I feel very excited and I don’t know how to take that excitement and to meaningfully share it with the people that I work with. And so what next for me is like some, some landing of these processes and things and finding some ways to bring the language into my work.
The other thing I’ve been doing that relates to that is trusting a bit more in, it’s gonna sound weird, right? So I kind of like trusting more in, I said it the other day about sort of the dreams that I have. We need more dreaming in our world you know, we need more, we need people to listen to what’s happening in their unconscious, really, you know, so that, so that we can create something different.
It’s almost filled a void in a way I didn’t expect. I knew there was something missing from the world I work in and my own practices, and this has filled it and beyond, it’s almost this will feel like an infinite source of inspiration and energy.
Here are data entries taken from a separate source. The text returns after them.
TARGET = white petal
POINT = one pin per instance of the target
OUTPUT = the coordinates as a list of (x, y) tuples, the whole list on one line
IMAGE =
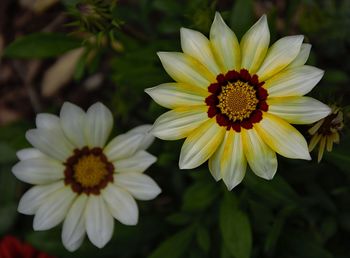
[(99, 123), (254, 45), (261, 158), (195, 44), (99, 221), (225, 44), (298, 110), (29, 153), (282, 137), (38, 170), (201, 144), (73, 123), (146, 131), (281, 53), (73, 231), (173, 95), (141, 186), (123, 146), (137, 163), (54, 209), (50, 142), (228, 162), (186, 69), (301, 57), (180, 122), (294, 82), (121, 204), (35, 196)]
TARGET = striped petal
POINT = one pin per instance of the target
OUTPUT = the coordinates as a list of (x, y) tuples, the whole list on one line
[(281, 53), (186, 69), (294, 82), (261, 158), (228, 162), (254, 45), (282, 137), (201, 144), (298, 110), (180, 122), (173, 95), (195, 44), (225, 45)]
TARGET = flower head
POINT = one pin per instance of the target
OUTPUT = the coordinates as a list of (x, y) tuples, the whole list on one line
[(235, 101), (79, 179)]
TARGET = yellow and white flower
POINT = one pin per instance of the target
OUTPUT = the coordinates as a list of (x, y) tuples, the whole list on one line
[(235, 101), (79, 179)]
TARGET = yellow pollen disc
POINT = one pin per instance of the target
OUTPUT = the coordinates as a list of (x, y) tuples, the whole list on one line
[(237, 100), (89, 171)]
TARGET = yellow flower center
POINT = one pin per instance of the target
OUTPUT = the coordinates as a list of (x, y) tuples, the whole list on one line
[(89, 171), (237, 100)]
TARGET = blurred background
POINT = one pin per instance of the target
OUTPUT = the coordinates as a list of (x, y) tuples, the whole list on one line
[(85, 51)]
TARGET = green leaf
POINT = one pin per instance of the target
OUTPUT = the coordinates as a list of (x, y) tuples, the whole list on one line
[(41, 45), (235, 229), (176, 245)]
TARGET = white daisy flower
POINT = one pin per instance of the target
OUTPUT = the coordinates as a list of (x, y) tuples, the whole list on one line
[(80, 179)]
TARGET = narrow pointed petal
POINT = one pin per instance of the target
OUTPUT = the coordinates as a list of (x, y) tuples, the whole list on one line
[(73, 124), (38, 170), (73, 231), (121, 204), (261, 158), (228, 161), (195, 44), (294, 82), (99, 221), (35, 196), (180, 122), (282, 137), (173, 95), (225, 45), (54, 209), (186, 69), (298, 110), (281, 54), (201, 144), (254, 45), (99, 123), (141, 186), (137, 163)]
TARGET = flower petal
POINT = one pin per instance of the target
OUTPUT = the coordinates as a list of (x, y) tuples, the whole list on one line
[(228, 161), (137, 163), (294, 82), (281, 53), (254, 45), (261, 158), (173, 95), (180, 122), (73, 231), (121, 204), (186, 69), (225, 44), (35, 196), (195, 44), (282, 137), (73, 123), (38, 170), (141, 186), (201, 144), (99, 221), (99, 123), (54, 209), (298, 110)]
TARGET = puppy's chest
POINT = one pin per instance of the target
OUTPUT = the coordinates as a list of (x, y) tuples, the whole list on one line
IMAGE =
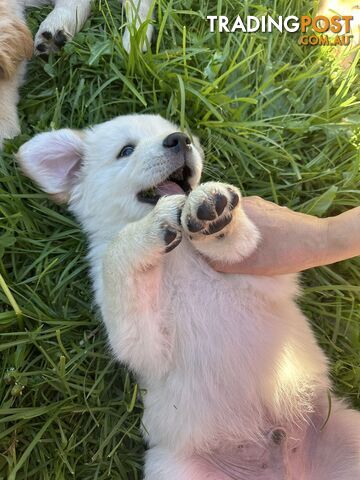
[(216, 315)]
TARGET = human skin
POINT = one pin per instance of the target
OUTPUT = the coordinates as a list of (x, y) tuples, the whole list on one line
[(292, 241)]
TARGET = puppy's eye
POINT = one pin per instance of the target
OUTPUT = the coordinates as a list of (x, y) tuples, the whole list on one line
[(126, 151)]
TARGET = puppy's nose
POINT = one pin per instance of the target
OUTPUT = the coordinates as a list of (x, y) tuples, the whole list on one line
[(178, 141)]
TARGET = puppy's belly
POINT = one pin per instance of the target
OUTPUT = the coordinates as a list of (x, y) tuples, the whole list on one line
[(238, 359)]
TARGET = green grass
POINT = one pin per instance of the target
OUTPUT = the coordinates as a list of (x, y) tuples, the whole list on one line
[(277, 119)]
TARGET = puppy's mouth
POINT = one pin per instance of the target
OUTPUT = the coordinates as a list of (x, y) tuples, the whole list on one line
[(176, 183)]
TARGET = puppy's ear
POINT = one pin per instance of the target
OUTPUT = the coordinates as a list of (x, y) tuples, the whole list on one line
[(16, 45), (53, 160)]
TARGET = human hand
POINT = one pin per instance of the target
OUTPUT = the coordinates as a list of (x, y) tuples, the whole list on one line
[(292, 241)]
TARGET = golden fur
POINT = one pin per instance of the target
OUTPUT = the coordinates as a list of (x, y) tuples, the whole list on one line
[(16, 43)]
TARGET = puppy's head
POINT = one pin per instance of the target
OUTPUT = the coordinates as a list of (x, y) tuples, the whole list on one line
[(16, 44), (116, 172)]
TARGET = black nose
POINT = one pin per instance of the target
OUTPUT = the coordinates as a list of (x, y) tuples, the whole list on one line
[(178, 141)]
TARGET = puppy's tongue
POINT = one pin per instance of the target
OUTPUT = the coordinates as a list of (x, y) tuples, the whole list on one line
[(168, 188)]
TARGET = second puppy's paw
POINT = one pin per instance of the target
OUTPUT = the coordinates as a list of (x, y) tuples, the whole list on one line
[(209, 210)]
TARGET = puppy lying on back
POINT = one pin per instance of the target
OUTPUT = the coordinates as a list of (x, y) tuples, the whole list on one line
[(236, 385)]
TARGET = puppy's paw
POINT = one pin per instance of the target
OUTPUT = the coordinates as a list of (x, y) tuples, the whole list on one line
[(165, 222), (209, 210), (49, 40)]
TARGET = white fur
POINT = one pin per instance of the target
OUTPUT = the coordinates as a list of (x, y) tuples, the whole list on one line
[(227, 361)]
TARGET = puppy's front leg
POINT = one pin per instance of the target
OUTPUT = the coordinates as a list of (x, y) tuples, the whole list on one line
[(216, 225), (61, 25), (132, 305)]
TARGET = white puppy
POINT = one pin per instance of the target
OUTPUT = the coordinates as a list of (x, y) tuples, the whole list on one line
[(236, 385), (65, 20)]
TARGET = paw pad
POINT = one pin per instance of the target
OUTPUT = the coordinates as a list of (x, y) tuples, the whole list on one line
[(210, 211), (47, 42)]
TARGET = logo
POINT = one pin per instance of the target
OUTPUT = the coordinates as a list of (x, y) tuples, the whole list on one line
[(319, 30)]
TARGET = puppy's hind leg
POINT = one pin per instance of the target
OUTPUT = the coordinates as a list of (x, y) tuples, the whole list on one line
[(132, 303), (67, 18)]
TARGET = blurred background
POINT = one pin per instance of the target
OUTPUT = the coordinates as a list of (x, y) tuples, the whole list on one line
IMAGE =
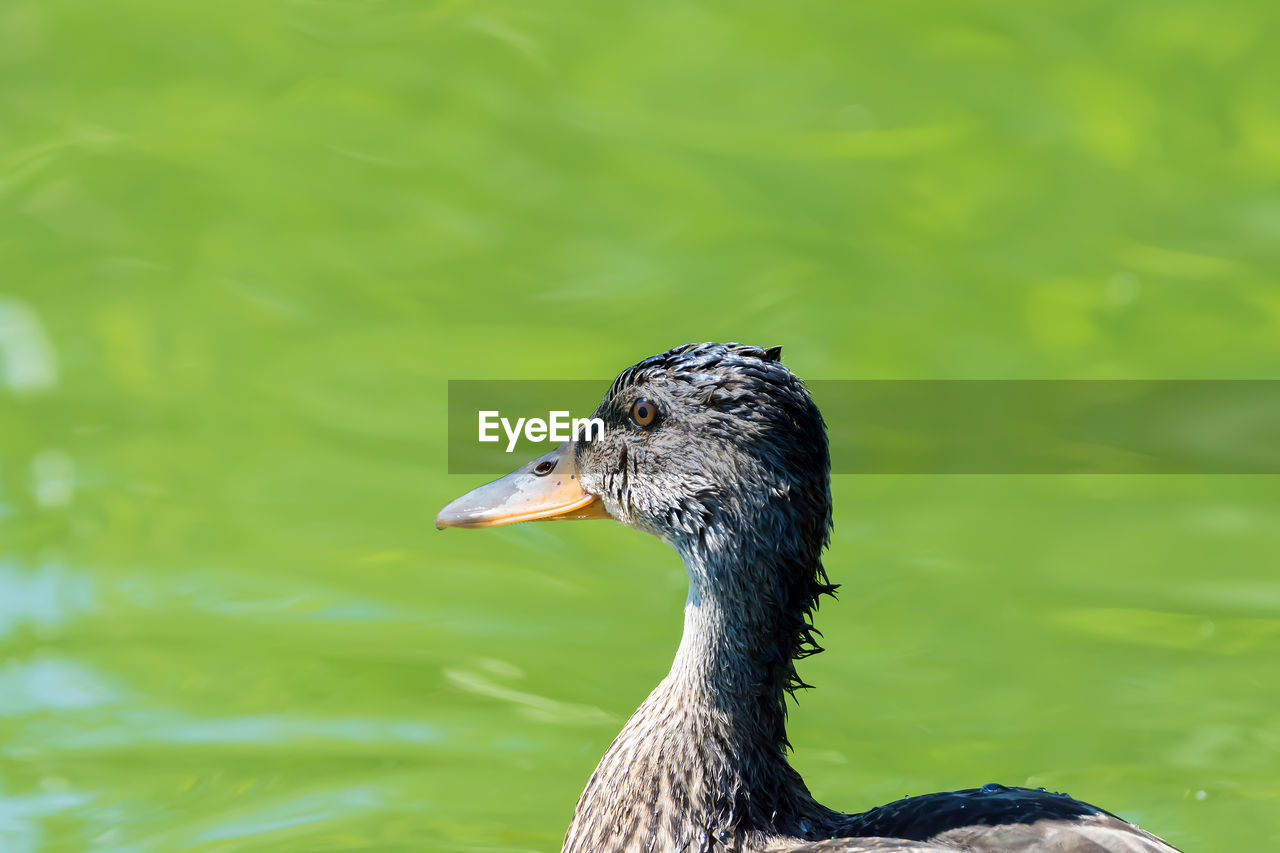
[(243, 246)]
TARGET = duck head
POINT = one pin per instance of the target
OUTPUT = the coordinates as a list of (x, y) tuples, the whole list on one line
[(707, 446)]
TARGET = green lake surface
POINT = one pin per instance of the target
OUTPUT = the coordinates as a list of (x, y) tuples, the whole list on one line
[(245, 245)]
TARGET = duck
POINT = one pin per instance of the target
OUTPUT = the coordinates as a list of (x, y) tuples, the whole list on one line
[(720, 451)]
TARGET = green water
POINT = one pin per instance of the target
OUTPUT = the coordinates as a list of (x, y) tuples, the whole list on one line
[(245, 245)]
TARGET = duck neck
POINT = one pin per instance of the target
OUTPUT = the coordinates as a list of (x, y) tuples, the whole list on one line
[(705, 755), (734, 656)]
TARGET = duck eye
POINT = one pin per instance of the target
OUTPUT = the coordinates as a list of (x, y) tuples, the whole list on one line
[(643, 413)]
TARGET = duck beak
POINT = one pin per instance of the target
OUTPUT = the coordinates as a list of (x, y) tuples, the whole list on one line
[(543, 489)]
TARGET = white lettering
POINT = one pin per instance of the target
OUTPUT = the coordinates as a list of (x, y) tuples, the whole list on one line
[(487, 424), (560, 423)]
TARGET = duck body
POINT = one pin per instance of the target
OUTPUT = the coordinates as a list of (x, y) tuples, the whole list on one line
[(720, 451)]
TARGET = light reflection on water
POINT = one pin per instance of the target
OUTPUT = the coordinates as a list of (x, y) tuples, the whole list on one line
[(237, 281)]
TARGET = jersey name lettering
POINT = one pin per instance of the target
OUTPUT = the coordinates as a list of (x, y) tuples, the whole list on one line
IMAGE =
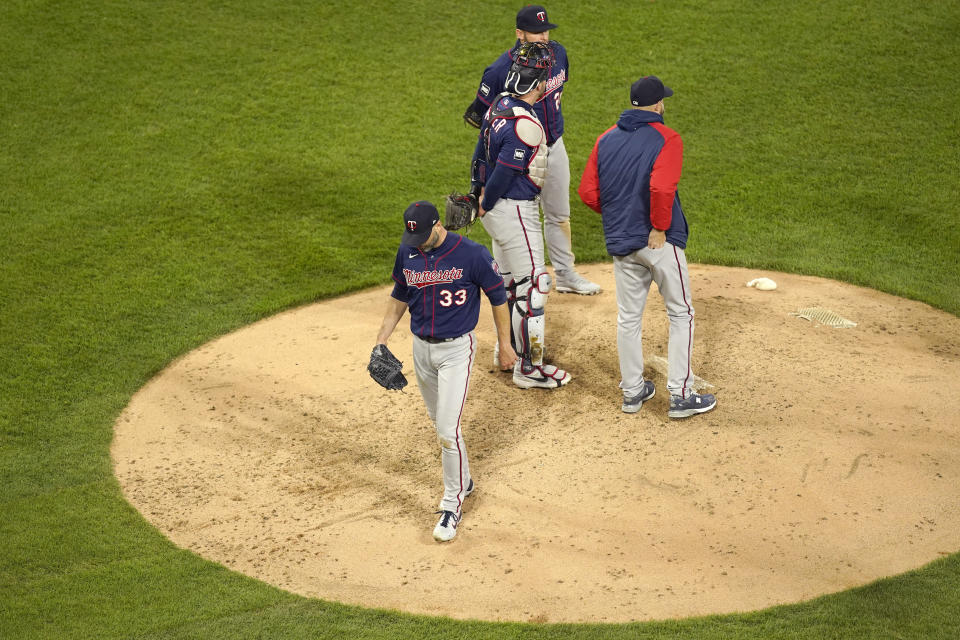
[(556, 81), (421, 279)]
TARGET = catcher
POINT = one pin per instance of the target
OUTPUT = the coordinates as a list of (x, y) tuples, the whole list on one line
[(439, 276)]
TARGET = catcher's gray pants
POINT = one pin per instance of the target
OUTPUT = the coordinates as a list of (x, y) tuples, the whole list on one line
[(633, 273), (443, 375), (514, 226), (555, 200)]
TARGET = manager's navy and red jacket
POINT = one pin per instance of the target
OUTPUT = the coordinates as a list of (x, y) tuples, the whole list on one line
[(631, 180)]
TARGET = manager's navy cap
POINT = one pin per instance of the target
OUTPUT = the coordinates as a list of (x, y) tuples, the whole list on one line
[(647, 91), (419, 219), (533, 19)]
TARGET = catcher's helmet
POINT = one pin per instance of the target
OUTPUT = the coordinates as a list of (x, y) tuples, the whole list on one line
[(531, 65)]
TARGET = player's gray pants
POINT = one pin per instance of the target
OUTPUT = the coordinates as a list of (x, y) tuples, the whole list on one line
[(555, 200), (633, 273), (514, 226), (443, 375)]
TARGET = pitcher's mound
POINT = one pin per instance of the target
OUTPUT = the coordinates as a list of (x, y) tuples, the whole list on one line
[(832, 459)]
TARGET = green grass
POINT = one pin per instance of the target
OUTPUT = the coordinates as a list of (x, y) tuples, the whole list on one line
[(175, 170)]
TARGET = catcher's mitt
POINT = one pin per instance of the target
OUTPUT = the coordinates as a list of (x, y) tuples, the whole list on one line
[(461, 211), (386, 369)]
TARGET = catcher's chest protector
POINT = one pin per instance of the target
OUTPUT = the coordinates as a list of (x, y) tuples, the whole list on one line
[(528, 128)]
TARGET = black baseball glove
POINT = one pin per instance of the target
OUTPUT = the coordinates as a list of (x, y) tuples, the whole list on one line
[(473, 115), (461, 210), (386, 369)]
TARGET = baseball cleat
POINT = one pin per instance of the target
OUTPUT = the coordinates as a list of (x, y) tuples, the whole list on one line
[(573, 282), (446, 529), (692, 405), (632, 405), (546, 376)]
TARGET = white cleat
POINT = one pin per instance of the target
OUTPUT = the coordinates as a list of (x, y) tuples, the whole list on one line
[(446, 529), (546, 376), (573, 282)]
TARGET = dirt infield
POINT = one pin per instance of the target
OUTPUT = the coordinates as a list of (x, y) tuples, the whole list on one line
[(833, 459)]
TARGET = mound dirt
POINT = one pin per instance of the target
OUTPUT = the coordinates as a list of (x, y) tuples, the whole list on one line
[(832, 459)]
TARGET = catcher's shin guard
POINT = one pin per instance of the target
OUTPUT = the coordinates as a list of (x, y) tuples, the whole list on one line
[(527, 318)]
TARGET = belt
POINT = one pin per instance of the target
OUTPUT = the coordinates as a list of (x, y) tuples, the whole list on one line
[(433, 340)]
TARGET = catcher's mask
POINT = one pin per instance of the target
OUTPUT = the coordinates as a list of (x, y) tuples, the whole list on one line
[(531, 65)]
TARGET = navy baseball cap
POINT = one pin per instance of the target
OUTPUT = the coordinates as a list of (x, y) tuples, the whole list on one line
[(533, 19), (647, 91), (419, 219)]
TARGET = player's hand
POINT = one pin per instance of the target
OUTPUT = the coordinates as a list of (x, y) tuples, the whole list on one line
[(508, 357), (656, 239)]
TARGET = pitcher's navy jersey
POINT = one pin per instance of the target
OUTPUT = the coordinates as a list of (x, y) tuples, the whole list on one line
[(501, 158), (442, 286), (548, 108)]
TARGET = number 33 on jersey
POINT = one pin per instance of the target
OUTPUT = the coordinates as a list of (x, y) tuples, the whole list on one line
[(442, 286)]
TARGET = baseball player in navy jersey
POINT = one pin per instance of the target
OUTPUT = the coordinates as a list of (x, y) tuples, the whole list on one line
[(438, 276), (631, 180), (534, 26), (508, 166)]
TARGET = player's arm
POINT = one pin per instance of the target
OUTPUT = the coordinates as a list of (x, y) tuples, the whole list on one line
[(664, 177), (395, 310), (491, 84), (589, 189)]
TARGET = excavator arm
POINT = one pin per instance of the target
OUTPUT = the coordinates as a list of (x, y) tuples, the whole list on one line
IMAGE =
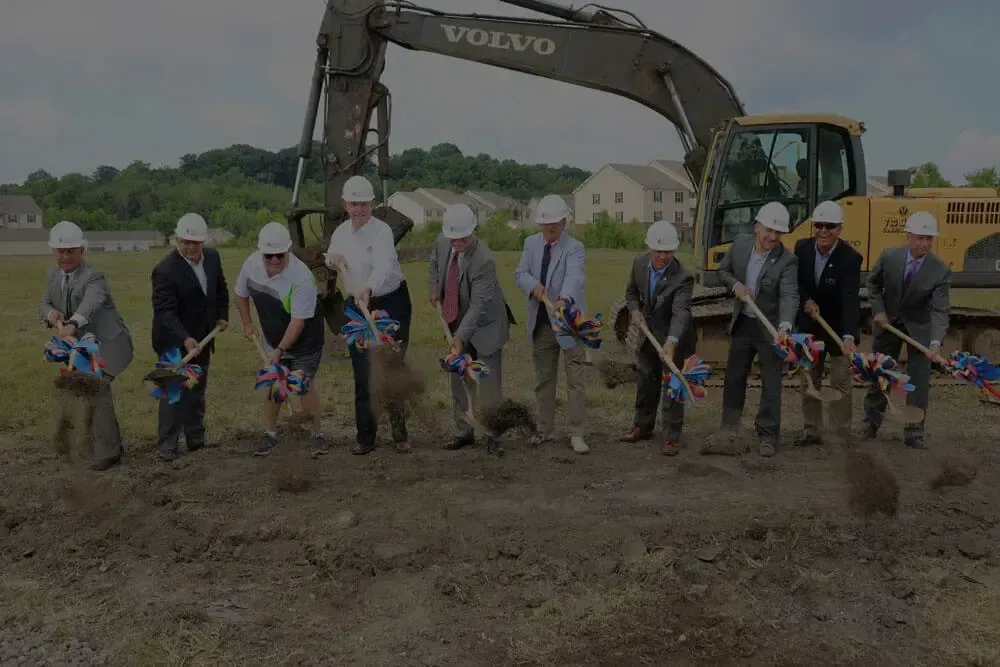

It will be such a powerful kind of guiding light for me in the future.
I feel like I’m coming back to shore, like I’m coming back to my life with a kind of settling of emotions and kind of thoughts a little bit as to like what I wanna do next.
I really believe in the power of relationships. It feels like lots of new seeds have been planted in my life and I’m excited to see what emerges from that.
This whole process is literally, I feel just tapping into people’s minds, tapping into people’s brains, tapping into that collective intelligence that we don’t normally get anywhere near. Oh yeah, I feel like it’s just different ways of being, and I actually can’t wait to see the outcome you know. I really can’t.